The eyes as a romantic focal point carry longstanding cultural weight. In the tradition of courtly love poetry and its popular music descendants, the eyes are understood as windows to inner experience, the place where genuine feeling is most legibly expressed and most difficult to fake. To locate the source of attraction specifically in the eyes, rather than in more overtly physical attributes, signals an aspiration toward emotional depth, a suggestion that the narrator's interest is rooted in something more than surface appeal.
This choice of focus also fits within the broader Bell Biv DeVoe persona, which had been carefully calibrated since their debut. Poison had established them as street-credible but also romantically versatile, capable of hard-edged party tracks and softer, more vulnerable romantic ballads within the same album. "Something In Your Eyes" leans into the smoother end of that range, presenting the group as sensitive observers of romantic experience rather than purely confident aggressors.

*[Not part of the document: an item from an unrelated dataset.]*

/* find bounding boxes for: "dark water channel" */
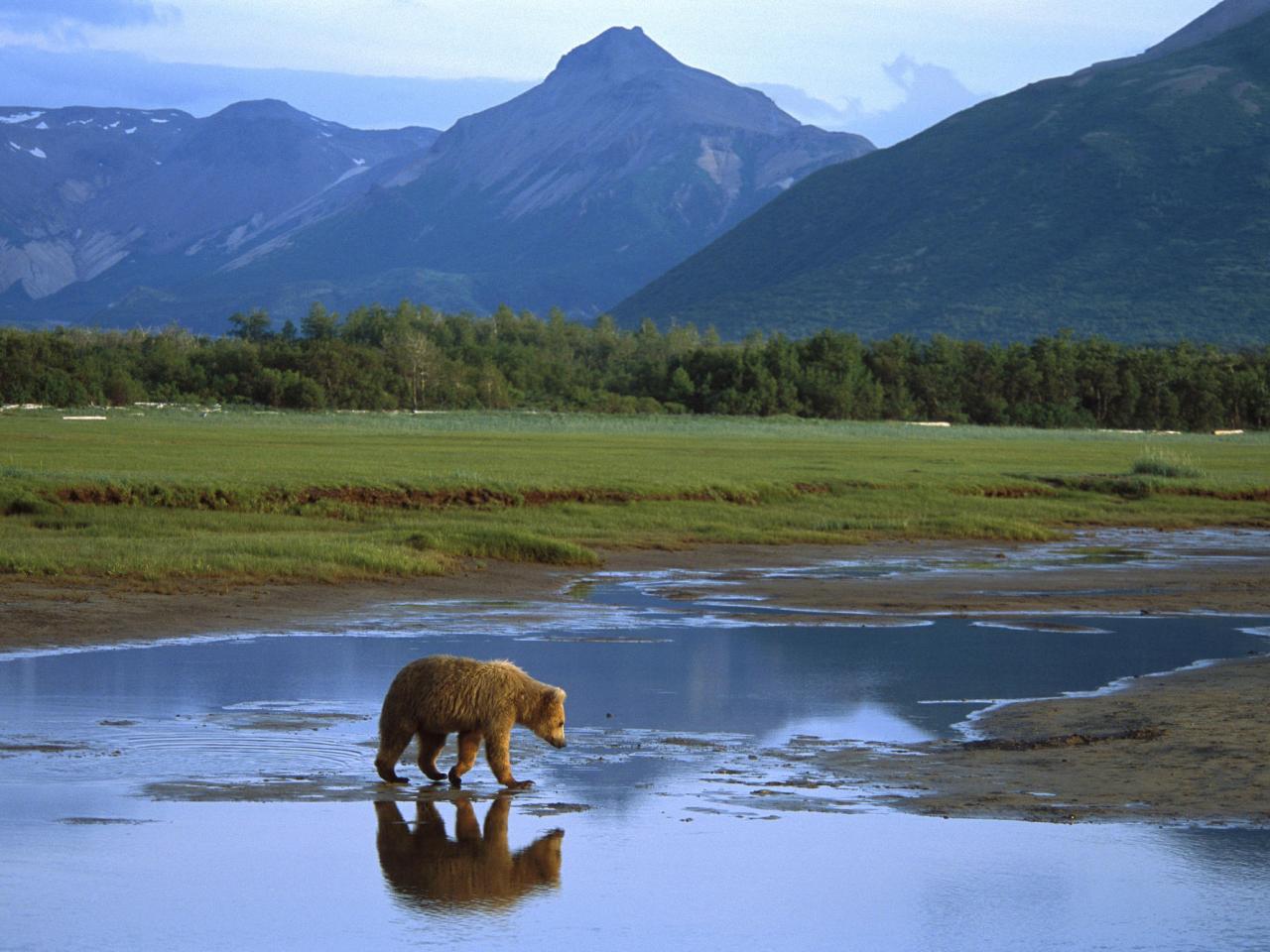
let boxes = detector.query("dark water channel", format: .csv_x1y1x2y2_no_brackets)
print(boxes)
0,563,1270,949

The production's smoothness reinforces the lyrical content's emphasis on gentle, sustained attention. The track does not announce itself through percussive force or sonic surprise; it unfolds gradually, mirroring the narrator's process of careful observation. This formal correspondence between musical texture and lyrical subject matter is a characteristic technique of quiet storm R&B, which prioritized atmosphere and emotional nuance over rhythmic intensity.
Romantic uncertainty is also present in the song's overall emotional register. The narrator is not entirely sure what it is that he perceives in the other person's eyes; the "something" of the title is deliberately unspecified, suggesting that the attraction is felt before it is fully understood. This ambiguity gives the song a relatable, searching quality that extends its appeal beyond any single specific romantic scenario.
In the context of Bell Biv DeVoe's catalog, "Something In Your Eyes" functions as a demonstration of range, showing that the group could deliver convincing, fully realized romantic sincerity alongside the more aggressive tracks that had made their name. The song's enduring presence in retrospective R&B playlists suggests that this dimension of their work has found lasting appreciation among listeners who value the quieter, more introspective registers of early-1990s R&B.